Either way, any new ES game won’t be until probably 2024 and most of the XBOX titles, similarly to the Sony titles, don’t interest me. It’ll be several years until I buy a new gen console I suspect, unless my current PS4 gives up the ghost.
But, back to the NVME drives - current games do not make effective use this very fast storage, but yes, Sony is working with games devs to better utilise it, and it will impact on game performance to some degree. IMHO, GPU performance is far more important, since GPU data is passed from the CPU to GPU, as opposed to storage. As an example, try this - grab a high end Intel CPU 10900k system, spec it with 64GB DDR 4 RAM @ the highest frequency you can afford. Put a fast NVME drive in the unit (say, Seagate FireCuda 520). Try running games with a low end GPU and see the FPS. Now put in a high end GPU like a 1080ti and see what a difference that GPU made. Current games aren’t limiting by storage speeds, but by GPU performance.
PS not all nvme drives are created equally.
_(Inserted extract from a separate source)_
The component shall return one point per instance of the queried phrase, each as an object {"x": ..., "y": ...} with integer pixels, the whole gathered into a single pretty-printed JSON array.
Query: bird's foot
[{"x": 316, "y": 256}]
Many drives have little qlc, and that fills up very quickly. Once it fills up, write speeds dramatically drop. Some nvme drives (like the Seagate FireCuda that I mentioned above) have a far larger qlc which means it is harder to saturate (but not impossible) before hitting tlc and slowing down storage i/o.
PPS these “custom” nvme drives are nothing more than Sony trying to vendor lock in consumers to their platform (much like Apple did with lightning connectors). We’ll have to pay inflated prices, Sony prices for replacement drives etc, rather than off the shelf components that have competition and are open standards. I’d very much prefer to support XBOX on that basis alone.